Yo llevo aquí prácticamente toda la vida, y, aunque una parte de mi corazón pertenece a Válor, en la Alpujarra, por parte de mi Lolica y mi abuela Dolores, este va a ser siempre mi hogar, y es que claro, el haber estado aquí tantísimos años ha dado para tener muchas vivencias.
Mis recuerdos de chico, juntándonos una piara de niños, como mi hermana, Laura, Fran, Jenny, Silvia, mis primas… a jugar por las calles del pueblo, y porque no decirlo, a molestar muchas veces a los vecinos. También recuerdo esas aventuras por la vega con mi tío Paco, cuando nos llevaba a la casa de los enanitos o al puente pinichi, que quien sabe donde quedará eso, o pasear por la sierra con mi perrita Abri, mi hermana Lorena y mi hermano Carlos.
Pero hoy nos ocupa hablar de las fiestas.
Este pueblo ha tenido grandes fiestas como las que hoy celebramos, pero también estaba la candelaria y las cruces.
La candelaria, para aquellos que no lo sepan, era juntarse en el campo de futbol, hacer una gran hoguera, asar carnes y pasar el día.
Esto muchos jóvenes no lo recordarán, y yo tampoco es que lo tenga muy vivido, pero recuerdo aquellas cruces que se hacían aquí, en las escuelas.
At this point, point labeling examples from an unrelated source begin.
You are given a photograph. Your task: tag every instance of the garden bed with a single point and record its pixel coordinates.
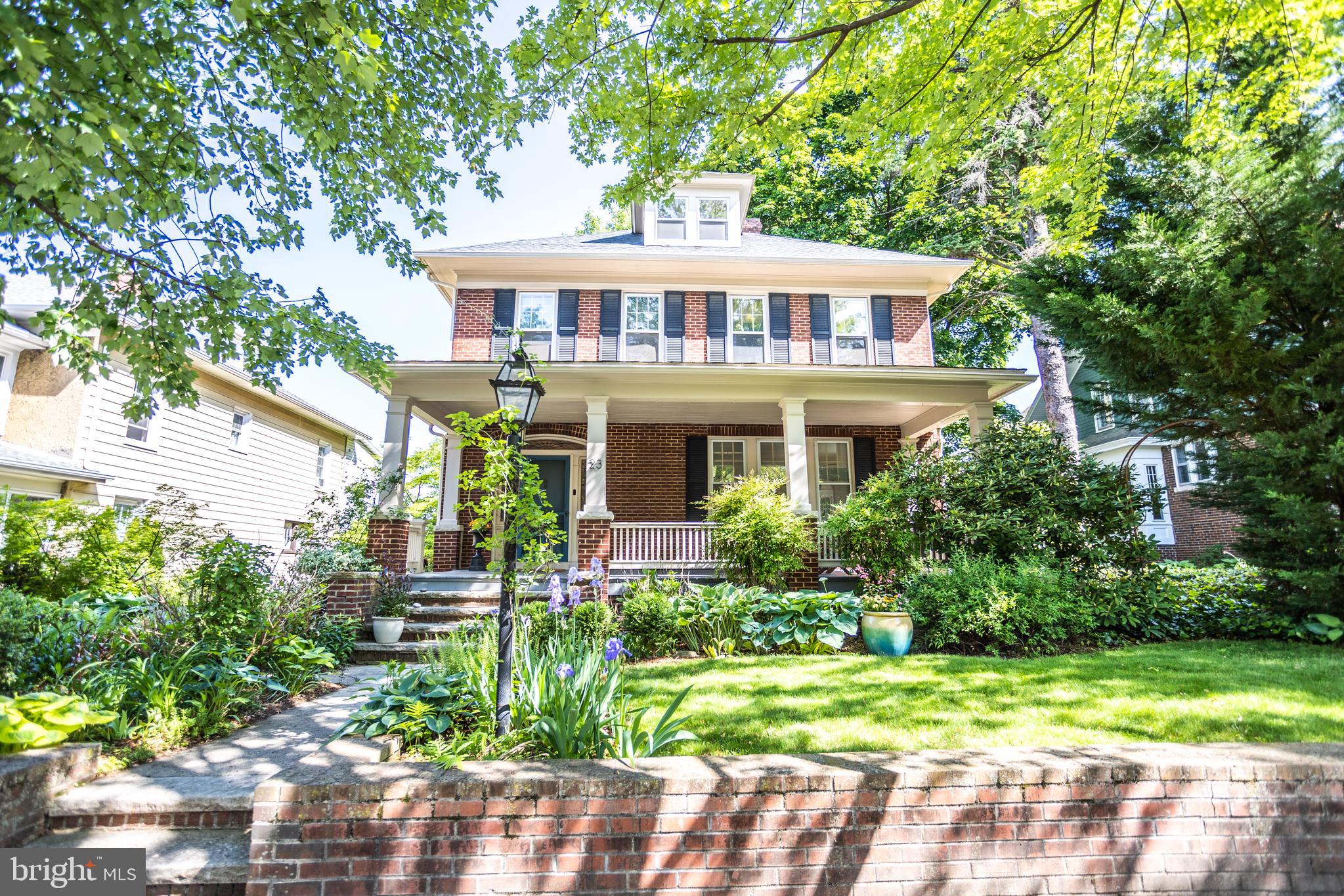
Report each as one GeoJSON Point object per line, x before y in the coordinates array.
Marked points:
{"type": "Point", "coordinates": [1203, 691]}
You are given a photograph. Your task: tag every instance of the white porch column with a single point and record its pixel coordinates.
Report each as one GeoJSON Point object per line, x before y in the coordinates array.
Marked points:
{"type": "Point", "coordinates": [395, 445]}
{"type": "Point", "coordinates": [980, 417]}
{"type": "Point", "coordinates": [448, 479]}
{"type": "Point", "coordinates": [796, 453]}
{"type": "Point", "coordinates": [594, 481]}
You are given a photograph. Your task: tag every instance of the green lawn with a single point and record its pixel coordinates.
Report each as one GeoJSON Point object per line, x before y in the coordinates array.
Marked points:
{"type": "Point", "coordinates": [1175, 692]}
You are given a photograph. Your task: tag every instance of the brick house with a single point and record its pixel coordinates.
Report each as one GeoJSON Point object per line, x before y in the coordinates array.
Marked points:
{"type": "Point", "coordinates": [679, 355]}
{"type": "Point", "coordinates": [1181, 527]}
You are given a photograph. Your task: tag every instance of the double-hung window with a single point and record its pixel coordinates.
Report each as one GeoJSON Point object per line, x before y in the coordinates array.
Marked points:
{"type": "Point", "coordinates": [240, 430]}
{"type": "Point", "coordinates": [835, 475]}
{"type": "Point", "coordinates": [1194, 463]}
{"type": "Point", "coordinates": [727, 463]}
{"type": "Point", "coordinates": [643, 324]}
{"type": "Point", "coordinates": [747, 316]}
{"type": "Point", "coordinates": [714, 221]}
{"type": "Point", "coordinates": [672, 219]}
{"type": "Point", "coordinates": [1104, 418]}
{"type": "Point", "coordinates": [536, 320]}
{"type": "Point", "coordinates": [323, 453]}
{"type": "Point", "coordinates": [851, 330]}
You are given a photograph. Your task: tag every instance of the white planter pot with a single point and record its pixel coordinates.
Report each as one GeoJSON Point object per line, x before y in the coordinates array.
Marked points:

Que más que el propio día de cruces me acuerdo de los preparativos previos a ese día, sobre todo de cómo la gente se volcaba en ayudar y en dar cosas para poder hacerlas
Estaba aquella cruz, con la Alhambra de cristal de fondo, que la que se tuvo que liar para hacer los cristalitos, o la ingeniería que supuso que aquella fuente funcionase, porque claro, aquí con un simple estanque no nos valía.
Pero la que recuerdo que supuso una infraestructura que ni la construcción de la Sagrada Familia fue la de empapelar la habitación para crear el entorno de “Plaza de Toros de Sierra Elvira”.
Las fiestas más especiales siempre han sido las que hoy nos ocupan, las de la Virgen del Carmen.
En ellas recuerdo cuando se hacía lo de coger manzanas con la boca, y con lo que eso suponía; jugar a los huevos duros, que muchos no estaban duros; y las cintas en la puerta de Pacurrín, pero sobre todo aquellos pipos de barro que eran diversión y peligro a partes iguales, raro me parece que no acabásemos alguno con la cabeza abierta.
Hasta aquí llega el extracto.